# N64 emulator extensions for homebrew developers
This document describes a set of extensions to the N64 hardware that emulators
can optionally support to help the development of homebrew software.
THIS DOCUMENT IS A DRAFT: It is not currently frozen. Feel free to propose comments and improvements before we move to the implementation phase.
## Extension entrypoint
The entrypoint for all extensions is the opcode instruction `TNE` (trap if not equal). Normally, this opcode accepts two registers and generates an exception if their current value is different. By passing the same register twice, the opcode is effectively a nop. This is never generated by a compiler (as it it would be pointless), and has zero side effects when run on real hardware. It is thus a good candidate for an extension point caught only by emulators.
The `TNE` opcode also contains a 10-bit code field that can normally be used by the exception handler to differentiate different traps. In our case, we use the code field to specify the specific extension that we want to run. The actual extension number is specified in bits `4..9` while bits `0..3` are reserved as additional input to "tweak" the way the extension operates.
The register referenced by `TNE` can be used to either provide additional input, or for the extension to provide an output. If no register is needed as input, `$0` should be conventially used for forward compatibility.
## Disassembly
For the purpose of making explicit that `TNE` is the extension entrypoint, we suggest emulators that show a disassembly/trace to format the opcode as `EMUX`. This should be done for all `TNE` opcodes that use the same register on both operands. For instance, the opcode
0x00e70076 tne $7, $7, 0x10
should be disassembled as:
0x00e70076 emux $7, breakpoint
as `breakpoint` is the name of extension 0x10.
Notice that a `TNE` opcode with different registers should be left as-is.

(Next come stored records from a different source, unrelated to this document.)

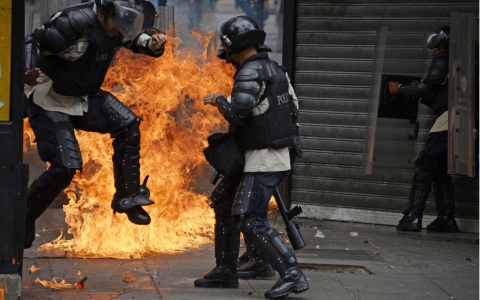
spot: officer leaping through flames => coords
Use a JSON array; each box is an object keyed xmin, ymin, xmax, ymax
[
  {"xmin": 24, "ymin": 0, "xmax": 167, "ymax": 248},
  {"xmin": 195, "ymin": 16, "xmax": 309, "ymax": 298}
]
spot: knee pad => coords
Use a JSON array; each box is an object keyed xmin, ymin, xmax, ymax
[
  {"xmin": 102, "ymin": 92, "xmax": 138, "ymax": 132},
  {"xmin": 45, "ymin": 111, "xmax": 83, "ymax": 170},
  {"xmin": 232, "ymin": 174, "xmax": 257, "ymax": 218}
]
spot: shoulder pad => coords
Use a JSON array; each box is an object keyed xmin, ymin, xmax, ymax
[
  {"xmin": 68, "ymin": 8, "xmax": 98, "ymax": 33},
  {"xmin": 235, "ymin": 61, "xmax": 263, "ymax": 81},
  {"xmin": 264, "ymin": 59, "xmax": 286, "ymax": 82}
]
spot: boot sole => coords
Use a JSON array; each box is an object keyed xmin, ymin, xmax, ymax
[
  {"xmin": 238, "ymin": 273, "xmax": 277, "ymax": 279},
  {"xmin": 194, "ymin": 282, "xmax": 239, "ymax": 289},
  {"xmin": 427, "ymin": 226, "xmax": 460, "ymax": 233},
  {"xmin": 397, "ymin": 225, "xmax": 422, "ymax": 232},
  {"xmin": 265, "ymin": 283, "xmax": 309, "ymax": 299}
]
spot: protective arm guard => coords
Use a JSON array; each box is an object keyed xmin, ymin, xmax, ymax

For instance:
0x00c70076 tne $6, $7, 0x10
should be left as-is, as the two registers are different, so this is not an emulator extension entrypoint.
## Extension detection
The guest application might want to detect whether the emulator supports extensions (and which ones are supported, as an emulator might not implement the full specification). To do so, the application can try to run extension 0x0.
Extension 0x0 is called `detect`, and is used specifically as a way to detect extensions. The specified register is used as output of the extension: it will be filled with a 64-bit mask, where each bit reports whether the corresponding extension is supported. Thus,
a way to detect emulator extensions is the following:
li at, 0x0 # clear the at register
emux at, detect # run extension detection
bnez at, has_extensions # if not zero, extensions are supported
Notice how the above sequence is completely harmless when run on real hardware.
## RSP support
The extensions can be invoked on both the VR4300 and the RSP. Technically, `TNE` is an invalid opcode on the RSP, but RSP has no exceptions or side effects for running invalid opcodes, so the opcode can be used freely even
there.
## Emulator-level extension toggle
We suggest emulators to add a user-level option to enable or disable emulator homebrew extensions. While extensions have been designed to be completely harmless when run on hardware and on emulators of any accuracy level, we advise against providing a too easy way for a ROM to perform a more general "emulator detection" that cannot be overridden by the user.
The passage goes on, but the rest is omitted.